Ironically, it was perhaps the one-time saviour Thankappan, who became part of the problem. A Bank of India official feels that the image of a strong union may have scared away hotshot managers. When quick decisions have to be made in a changing market, managers may feel their hands tied by having the shareholding workers constantly questioning them, says P R Yagnik, general manager of rehabilitation finance at the bank. Thankappan explains his resignation from KTLs Board of Directors in a similar light: I didnt want to scare away promoters and managers, but I still come here for the workers. He is, sadly, subdued these days.
There were other hurdles that KTL could not surmount. Sugar barons reduced their demand for brass and copper tubes after subsidies to the industry were slashed (they switched to cheaper steel tubes). KTL also faced a setback when the 1993 riots in Mumbai prevented it from delivering exports. A Rs 13 lakh lacquering and polishing plant aimed at the export market could not be commissioned. By 1994, KTL recorded a loss of Rs 2.32 crore. At this stage the banks also began to get tough about loans to loss-making companies. The BIFR called for a fresh techno-economic study on the viability of KTL in 1995.
The study was carried out by consultants G D Apte and Company, who finalised the report by 1996. They found that KTL was still viable but needed big doses of cash starting with Rs 4 crore as working capital. The banks refused to dig into their pockets until KTL modernised; and KTL could not modernise till the real estate deal with Kamanwala was approved by BIFR. Mody splutters: This was a clear case of discrimination against workers.
It is a sad fall for a company which came so far. Back in 1989 Kamanis 600 workers dipped into their savings and put in Rs 12,000 each to buy up the companys equity from the feuding Kamani family (the plant had been closed for five years at the time). They also made a string of sacrifices: a wage freeze at 1985 levels; a contribution of 10 per cent of their salaries as an interest free fund; and a loss of bonuses until the company could pay. Recalls Kamani worker Rajagopal: For us the union leaders were gods.

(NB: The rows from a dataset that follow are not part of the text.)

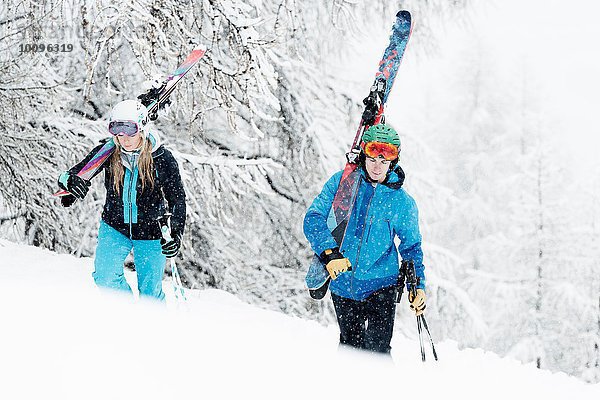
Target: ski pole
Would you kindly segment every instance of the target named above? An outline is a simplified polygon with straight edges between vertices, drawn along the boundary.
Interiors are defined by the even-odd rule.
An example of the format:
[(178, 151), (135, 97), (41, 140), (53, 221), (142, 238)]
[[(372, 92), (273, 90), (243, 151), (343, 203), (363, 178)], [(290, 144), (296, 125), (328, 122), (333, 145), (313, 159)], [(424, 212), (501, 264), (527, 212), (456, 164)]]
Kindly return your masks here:
[[(162, 217), (158, 217), (158, 224), (160, 225), (160, 233), (162, 237), (167, 242), (173, 240), (171, 236), (171, 213), (167, 212)], [(187, 301), (187, 297), (185, 296), (185, 289), (183, 288), (183, 284), (181, 283), (181, 276), (179, 275), (179, 270), (177, 265), (175, 264), (175, 259), (170, 259), (171, 263), (171, 281), (173, 284), (173, 291), (175, 292), (175, 299), (180, 302)]]
[[(419, 284), (419, 278), (417, 278), (417, 275), (415, 273), (415, 263), (413, 260), (409, 260), (406, 263), (403, 262), (402, 266), (405, 268), (404, 274), (406, 275), (406, 282), (409, 284), (409, 290), (412, 294), (412, 298), (414, 299), (417, 294), (417, 285)], [(429, 331), (427, 321), (425, 320), (425, 314), (423, 313), (417, 315), (417, 332), (419, 333), (419, 344), (421, 345), (421, 360), (425, 362), (425, 348), (423, 345), (423, 327), (425, 328), (425, 331), (429, 336), (429, 343), (431, 344), (433, 357), (435, 361), (438, 361), (437, 352), (435, 351), (435, 346), (431, 337), (431, 332)]]
[(427, 332), (427, 335), (429, 336), (429, 343), (431, 344), (431, 350), (433, 351), (433, 358), (435, 358), (435, 361), (437, 361), (437, 353), (435, 351), (435, 346), (433, 345), (433, 339), (431, 338), (431, 332), (429, 332), (429, 327), (427, 326), (427, 321), (425, 320), (425, 314), (421, 314), (421, 321), (423, 322), (423, 326), (425, 327), (425, 331)]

Today the workers have no earthly gods to turn to. Their fate hangs in the scales of the BIFR whose slow proceedings bring little succour. KTL sent its latest appeal to the BIFR on February 20 asking for a hearing to make a final settlement with the banks. Every days delay means a loss of Rs one lakh. But so far the only response is one that sick companies today must live with: a deathly silence.